In section "5.2 Monte Carlo Estimation of Action Values" of the second edition of the reinforcement learning book by Sutton and Barto, this is stated:

If a model is not available, then it is particularly useful to estimate action values (the values of state– action pairs) rather than state values. With a model, state values alone are sufficient to determine a policy; one simply looks ahead one step and chooses whichever action leads to the best combination of reward and next state, as we did in the chapter on DP.

However, I don't see how this is true in practice. I can see how it'd work trivially for discrete state and action spaces with deterministic environment dynamics, because we could compute $\pi(s) = \underset{a}{\text{argmax}}\ V(\text{step}(s, a))$ by just looking at all possible actions and choosing the best one. As soon as I think about continuous state and action spaces with stochastic environment dynamics, computing the $\text{argmax}$ seems to be become very complicated and impractical. For the particular case of continuous states and discrete actions, I think estimating an action value might be more practical to do even if a forward model of the environment dynamics is available, because the $\text{argmax}$ becomes easier (I'm especially thinking of the approach taken in deep Q learning).

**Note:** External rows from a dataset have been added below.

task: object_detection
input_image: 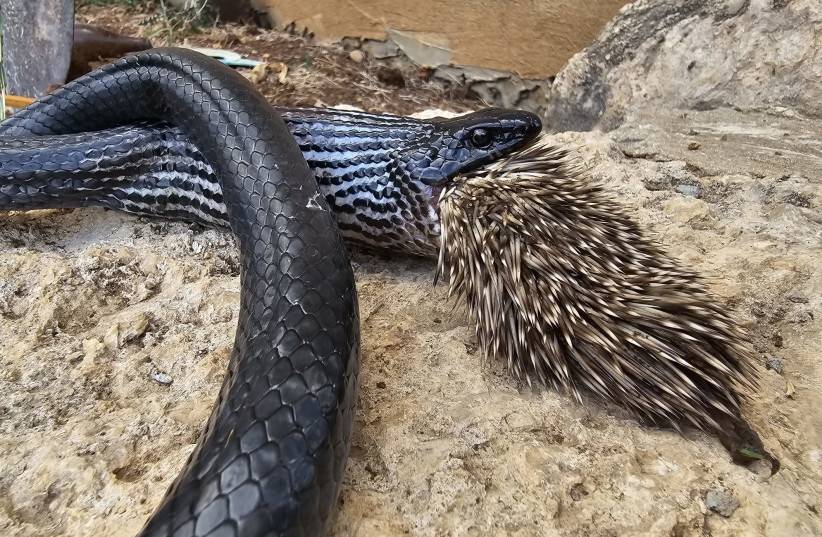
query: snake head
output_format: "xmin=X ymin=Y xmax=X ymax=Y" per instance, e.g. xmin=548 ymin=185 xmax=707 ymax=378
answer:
xmin=406 ymin=108 xmax=542 ymax=187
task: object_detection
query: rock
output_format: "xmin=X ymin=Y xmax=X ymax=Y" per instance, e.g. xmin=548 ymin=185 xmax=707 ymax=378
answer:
xmin=546 ymin=0 xmax=822 ymax=130
xmin=151 ymin=371 xmax=174 ymax=386
xmin=765 ymin=356 xmax=785 ymax=375
xmin=705 ymin=488 xmax=739 ymax=518
xmin=674 ymin=185 xmax=702 ymax=198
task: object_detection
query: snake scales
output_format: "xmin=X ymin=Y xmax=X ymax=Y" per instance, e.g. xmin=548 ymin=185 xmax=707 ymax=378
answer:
xmin=0 ymin=49 xmax=540 ymax=536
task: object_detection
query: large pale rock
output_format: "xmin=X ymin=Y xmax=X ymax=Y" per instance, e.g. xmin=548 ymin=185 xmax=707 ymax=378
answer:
xmin=547 ymin=0 xmax=822 ymax=130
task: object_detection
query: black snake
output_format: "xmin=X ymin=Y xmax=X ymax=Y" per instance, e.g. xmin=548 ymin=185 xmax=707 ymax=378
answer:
xmin=0 ymin=49 xmax=541 ymax=537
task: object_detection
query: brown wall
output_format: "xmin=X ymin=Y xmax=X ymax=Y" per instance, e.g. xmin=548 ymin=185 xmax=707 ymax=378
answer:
xmin=255 ymin=0 xmax=629 ymax=78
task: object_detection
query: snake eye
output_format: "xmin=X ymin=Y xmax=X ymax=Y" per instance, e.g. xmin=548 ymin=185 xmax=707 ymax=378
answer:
xmin=470 ymin=129 xmax=492 ymax=149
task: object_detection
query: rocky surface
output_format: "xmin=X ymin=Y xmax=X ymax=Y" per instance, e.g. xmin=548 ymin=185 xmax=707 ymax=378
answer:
xmin=0 ymin=0 xmax=822 ymax=537
xmin=546 ymin=0 xmax=822 ymax=130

Am I correct in thinking this way or is it true that if a model is available it's not useful to estimate action values if state values are already available?

Answer 1

With a model, state values alone are sufficient to determine a policy; one simply looks ahead one step and chooses whichever action leads to the best combination of reward and next state, as we did in the chapter on DP.

As soon as I think about continuous state and action spaces with stochastic environment dynamics, computing the $\text{argmax}$ seems to be become very complicated and impractical.

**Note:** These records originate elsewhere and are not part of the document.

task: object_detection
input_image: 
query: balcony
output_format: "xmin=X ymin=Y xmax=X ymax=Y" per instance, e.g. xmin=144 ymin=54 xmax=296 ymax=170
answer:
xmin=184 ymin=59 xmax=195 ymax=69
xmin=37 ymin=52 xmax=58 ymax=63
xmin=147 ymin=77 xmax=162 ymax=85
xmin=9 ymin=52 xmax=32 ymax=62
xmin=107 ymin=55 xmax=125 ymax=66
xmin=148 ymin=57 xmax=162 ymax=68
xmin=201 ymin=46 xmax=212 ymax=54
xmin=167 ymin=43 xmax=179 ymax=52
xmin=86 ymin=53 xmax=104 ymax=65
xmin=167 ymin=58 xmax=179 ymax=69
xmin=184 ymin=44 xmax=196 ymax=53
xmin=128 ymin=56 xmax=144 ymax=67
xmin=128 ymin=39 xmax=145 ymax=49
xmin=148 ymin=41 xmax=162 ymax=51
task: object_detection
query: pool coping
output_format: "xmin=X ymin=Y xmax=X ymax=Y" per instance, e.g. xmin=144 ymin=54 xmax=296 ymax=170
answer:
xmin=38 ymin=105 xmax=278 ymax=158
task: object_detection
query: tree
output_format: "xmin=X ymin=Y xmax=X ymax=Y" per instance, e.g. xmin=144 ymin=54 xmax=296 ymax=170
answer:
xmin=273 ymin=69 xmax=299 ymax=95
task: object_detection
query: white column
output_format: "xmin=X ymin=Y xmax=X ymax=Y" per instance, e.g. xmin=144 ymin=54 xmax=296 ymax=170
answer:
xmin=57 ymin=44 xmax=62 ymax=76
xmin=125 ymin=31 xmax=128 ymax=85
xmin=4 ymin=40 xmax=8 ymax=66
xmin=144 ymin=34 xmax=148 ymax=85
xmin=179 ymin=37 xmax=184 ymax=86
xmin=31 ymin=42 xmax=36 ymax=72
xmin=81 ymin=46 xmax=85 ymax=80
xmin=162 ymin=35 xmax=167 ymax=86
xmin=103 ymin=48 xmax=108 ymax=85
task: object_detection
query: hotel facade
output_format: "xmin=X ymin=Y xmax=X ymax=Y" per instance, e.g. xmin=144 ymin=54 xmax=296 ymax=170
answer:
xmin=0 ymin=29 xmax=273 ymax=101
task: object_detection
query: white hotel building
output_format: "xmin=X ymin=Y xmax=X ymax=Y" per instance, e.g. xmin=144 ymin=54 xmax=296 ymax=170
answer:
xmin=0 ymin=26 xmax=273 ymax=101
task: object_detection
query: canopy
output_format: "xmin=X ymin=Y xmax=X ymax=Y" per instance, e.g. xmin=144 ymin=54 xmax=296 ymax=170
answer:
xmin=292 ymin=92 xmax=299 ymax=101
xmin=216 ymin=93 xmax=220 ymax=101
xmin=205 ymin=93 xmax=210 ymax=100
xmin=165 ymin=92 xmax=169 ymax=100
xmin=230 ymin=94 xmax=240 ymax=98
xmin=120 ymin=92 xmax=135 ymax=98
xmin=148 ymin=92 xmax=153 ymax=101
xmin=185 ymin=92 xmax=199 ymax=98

For stochastic dynamics the calculations would be more complex, but will often be quite tractable. It depends on size of the distribution, and ease of calculating probabilities to make the correct weighted sums. Instead of $|\mathcal{A}(s)|$ calls to $Q(s,*)$ you will need to make roughly $|\mathcal{S'}(s)| \times |\mathcal{A}(s)|$ calls to $V(s')$ where $\mathcal{S'}(s) \in \mathcal{S}$ are all possible states that might result from the starting state. In the worst case this is $|\mathcal{S}| \times |\mathcal{A}|$

Despite the additional work here, you have been more efficient earlier. By only evaluating $V(s)$, you have removed the action dimension, which otherwise splits up your estimates. Your value function estimates will, all else being equal, converge faster because of this. So this is sometimes a compromise you might be willing to make.

For continuous states, this might still be practical, if both action choices and possible transitions are still discrete.

Once either action space is continuous, or transitions are continuous over some probability density function, then finding the maximising action via the model becomes impractical.